Fuuuuuuuuuuuuuuuuuuuuuuuck Part 10

I would really prefer not going into details, but lets jut say that last night I suffered a self-esteem blow akin to a pat on the head and a reassuring "Oh you poor dear" speech. I applied for a job - a job that I really wanted...that seemed the perfect fit and opportunity to get out of the hell-hole job I have and into something "career" like. When I saw the advert for it online my stomach started fluttering. THIS IS IT, I thought. I carefully crafted a cover letter, gathered some of my best writing samples and gave my resume one last polish before sending it all off in a dizzy email.

The savage job hunt, that strikes yours truly at least once or twice a month was spurned by two things:
1. I was ambushed by a boss of a boss about possibly being interested in another position at the library. I just stood there, mouth open and defensive, "uh...uh..well...uh." To which, the boss responded, "Oh, it's okay, I can understand if you want to 'better yourself.'"
"BETTER" myself?
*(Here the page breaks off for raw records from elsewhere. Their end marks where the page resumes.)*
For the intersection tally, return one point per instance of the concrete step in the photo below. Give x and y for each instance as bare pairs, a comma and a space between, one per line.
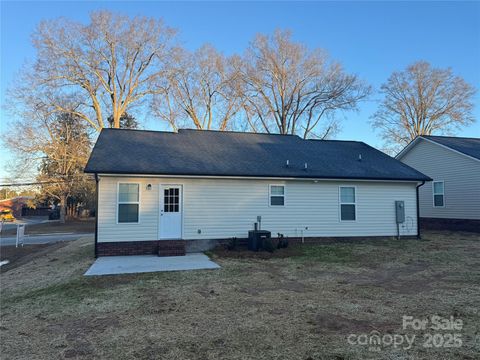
171, 248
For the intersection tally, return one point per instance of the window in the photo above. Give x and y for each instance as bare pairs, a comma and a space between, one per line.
128, 202
438, 194
347, 203
277, 195
171, 200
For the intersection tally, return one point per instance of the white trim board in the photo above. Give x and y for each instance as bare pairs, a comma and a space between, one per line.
254, 178
417, 139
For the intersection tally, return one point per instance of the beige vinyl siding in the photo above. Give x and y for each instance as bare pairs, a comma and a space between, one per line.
461, 177
223, 208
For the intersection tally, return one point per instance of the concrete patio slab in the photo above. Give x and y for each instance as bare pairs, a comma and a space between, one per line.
110, 265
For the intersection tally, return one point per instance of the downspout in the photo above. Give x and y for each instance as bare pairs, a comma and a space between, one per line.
418, 212
96, 213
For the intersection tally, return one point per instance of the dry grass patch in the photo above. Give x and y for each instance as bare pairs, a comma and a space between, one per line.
298, 307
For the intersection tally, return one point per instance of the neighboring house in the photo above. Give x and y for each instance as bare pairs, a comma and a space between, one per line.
15, 204
452, 200
161, 191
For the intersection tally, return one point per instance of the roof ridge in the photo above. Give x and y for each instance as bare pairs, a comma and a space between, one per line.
450, 137
236, 132
140, 130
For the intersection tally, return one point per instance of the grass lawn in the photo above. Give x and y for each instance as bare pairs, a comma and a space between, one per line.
301, 303
78, 226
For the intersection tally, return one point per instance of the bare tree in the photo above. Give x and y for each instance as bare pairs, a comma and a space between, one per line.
107, 66
58, 145
199, 91
290, 89
422, 100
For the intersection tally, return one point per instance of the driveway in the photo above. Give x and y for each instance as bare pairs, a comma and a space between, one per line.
43, 239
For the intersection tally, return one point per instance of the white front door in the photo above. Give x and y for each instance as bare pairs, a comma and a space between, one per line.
170, 223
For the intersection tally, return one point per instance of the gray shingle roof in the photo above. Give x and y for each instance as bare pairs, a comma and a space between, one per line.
467, 146
214, 153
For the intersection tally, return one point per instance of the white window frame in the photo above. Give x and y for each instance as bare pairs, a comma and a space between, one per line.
340, 203
128, 202
434, 193
270, 195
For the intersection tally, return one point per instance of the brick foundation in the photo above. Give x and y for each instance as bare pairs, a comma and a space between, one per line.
204, 245
155, 247
450, 224
180, 247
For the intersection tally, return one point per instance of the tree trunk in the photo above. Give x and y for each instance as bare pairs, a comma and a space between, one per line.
63, 201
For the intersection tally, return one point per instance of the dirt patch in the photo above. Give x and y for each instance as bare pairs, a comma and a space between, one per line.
25, 254
338, 324
241, 252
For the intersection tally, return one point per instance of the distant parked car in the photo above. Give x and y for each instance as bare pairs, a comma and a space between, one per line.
6, 215
54, 214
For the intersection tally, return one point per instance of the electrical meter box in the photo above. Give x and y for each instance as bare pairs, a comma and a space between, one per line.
400, 211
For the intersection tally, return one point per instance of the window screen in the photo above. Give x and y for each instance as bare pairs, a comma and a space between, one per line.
277, 195
128, 202
347, 204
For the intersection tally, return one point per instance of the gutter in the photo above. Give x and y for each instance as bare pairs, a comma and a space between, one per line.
418, 211
96, 213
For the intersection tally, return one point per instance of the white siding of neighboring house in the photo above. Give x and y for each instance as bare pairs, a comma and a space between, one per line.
461, 176
224, 208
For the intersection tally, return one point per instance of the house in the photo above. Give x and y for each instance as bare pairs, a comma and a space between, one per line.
164, 192
452, 199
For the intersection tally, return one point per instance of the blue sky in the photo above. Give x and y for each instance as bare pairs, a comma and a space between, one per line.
371, 39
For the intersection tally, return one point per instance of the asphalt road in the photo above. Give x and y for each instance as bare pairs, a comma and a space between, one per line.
43, 239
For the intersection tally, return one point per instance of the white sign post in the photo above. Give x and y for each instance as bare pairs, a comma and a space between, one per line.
20, 234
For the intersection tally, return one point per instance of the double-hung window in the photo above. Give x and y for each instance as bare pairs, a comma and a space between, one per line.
438, 194
277, 195
348, 204
128, 202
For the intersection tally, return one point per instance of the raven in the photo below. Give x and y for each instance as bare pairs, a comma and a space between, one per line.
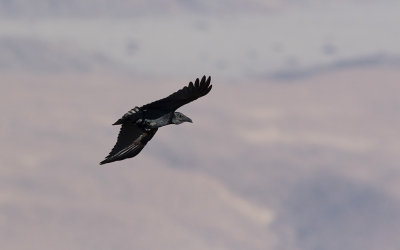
140, 124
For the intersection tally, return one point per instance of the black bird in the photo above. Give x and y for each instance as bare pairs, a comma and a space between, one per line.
140, 124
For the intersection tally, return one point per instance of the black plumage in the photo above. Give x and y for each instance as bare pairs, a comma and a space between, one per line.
139, 125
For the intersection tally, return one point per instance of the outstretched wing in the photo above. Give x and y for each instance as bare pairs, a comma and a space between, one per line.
131, 140
181, 97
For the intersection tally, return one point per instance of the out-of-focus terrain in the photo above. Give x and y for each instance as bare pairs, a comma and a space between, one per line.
296, 147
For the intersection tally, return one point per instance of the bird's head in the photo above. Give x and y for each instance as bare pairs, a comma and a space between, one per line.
179, 118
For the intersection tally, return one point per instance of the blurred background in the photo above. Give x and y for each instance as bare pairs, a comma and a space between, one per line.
295, 148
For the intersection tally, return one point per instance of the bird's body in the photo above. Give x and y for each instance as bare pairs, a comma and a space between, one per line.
139, 125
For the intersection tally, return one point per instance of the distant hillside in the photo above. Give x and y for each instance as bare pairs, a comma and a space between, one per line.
124, 8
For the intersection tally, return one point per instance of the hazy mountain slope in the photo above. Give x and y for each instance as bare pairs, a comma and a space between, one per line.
299, 165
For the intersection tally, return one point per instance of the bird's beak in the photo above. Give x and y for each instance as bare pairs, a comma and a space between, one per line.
187, 119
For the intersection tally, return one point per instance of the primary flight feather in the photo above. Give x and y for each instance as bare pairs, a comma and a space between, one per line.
140, 124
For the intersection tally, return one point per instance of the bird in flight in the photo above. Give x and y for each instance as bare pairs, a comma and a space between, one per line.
140, 124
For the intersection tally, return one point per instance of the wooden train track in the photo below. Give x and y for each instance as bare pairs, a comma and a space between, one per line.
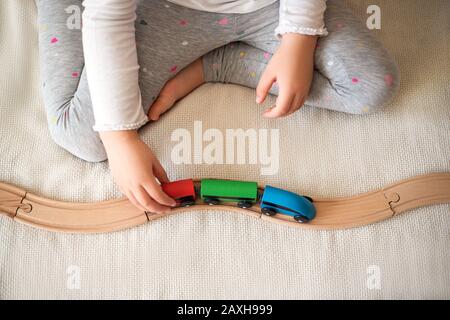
118, 214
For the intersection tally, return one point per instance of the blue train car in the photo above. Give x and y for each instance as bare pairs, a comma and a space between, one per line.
275, 200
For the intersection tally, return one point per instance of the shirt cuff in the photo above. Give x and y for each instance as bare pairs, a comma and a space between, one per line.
120, 126
291, 28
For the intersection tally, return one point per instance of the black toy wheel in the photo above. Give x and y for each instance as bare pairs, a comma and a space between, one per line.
268, 211
244, 204
211, 201
301, 219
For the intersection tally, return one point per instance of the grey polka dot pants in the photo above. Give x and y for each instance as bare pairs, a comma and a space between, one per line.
353, 73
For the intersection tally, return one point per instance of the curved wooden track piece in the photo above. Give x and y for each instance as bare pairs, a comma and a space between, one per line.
120, 214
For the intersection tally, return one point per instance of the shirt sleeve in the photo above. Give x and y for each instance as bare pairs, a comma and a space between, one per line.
302, 16
111, 64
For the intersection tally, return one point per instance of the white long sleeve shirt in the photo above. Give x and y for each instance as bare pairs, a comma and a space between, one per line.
111, 58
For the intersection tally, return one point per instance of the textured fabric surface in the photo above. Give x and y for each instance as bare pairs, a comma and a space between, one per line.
225, 255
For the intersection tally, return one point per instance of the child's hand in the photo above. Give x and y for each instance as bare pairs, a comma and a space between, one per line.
135, 169
291, 67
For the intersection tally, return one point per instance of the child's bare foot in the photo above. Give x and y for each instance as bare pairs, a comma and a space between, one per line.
176, 88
Okay, it's one thing to be stuck in a dead end job with crappy pay, but it's quite entirely another for someone to act like that's just the kind of job you deserve.
2. My college loan payment went up again, unannounced; removing 200 extra dollars from the Medley bank account without warning...leaving said Medleys 50, make that 70 bucks in the hole. There's nothing quite like hating your full time job AND on top of it still having to worry about paying the bills. (And to that pressure...but, I've added the Make a Donation! Button back to my sidebar).

So, it was in that frame of mind that I found, what I thought would be...the perfect job. It couldn't possibly be a coincidence that I found this job...available on this day of all days. Could it?

At 9pm I checked my email and found this:

Hi, Tracy,

Thank you for your interest in working at *** *******.

You have some interesting experience. Unfortunately, not much of it
is in *****.

We are looking for someone with significant experience as a ******
******* for a ***** *********. Therefore, I must reject your

Interesting experience? Under normal circumstances I would take that as a compliment, but in this case it was humiliating, horrid and hateful. Goddamn my interesting life. Fuck it. Fuck it in the ass! At 32 "interesting" means "sorry kid, maybe you shouldn't have changed your major three times. But, don't worry...we'll find some talentless little butt-kisser with all the right credentials to do this job."

It would have been better had he not responded at all. At least then I could have pretended that my application just got buried in some pile of Harvard grads.

*Update: In the end I realized that I don't even want that stupid job. I just want some job, any job to:
1. Pay me what I'm worth.
2. Respect me.
3. In some way utilize my talent. (I know, there are so many to choose from)
4. Give me weekends and holidays off.
5. Have decent insurance.
6. Be interesting...just like me.

1 comment:

Anonymous said...

All I can say is move to Florida, I am hiring.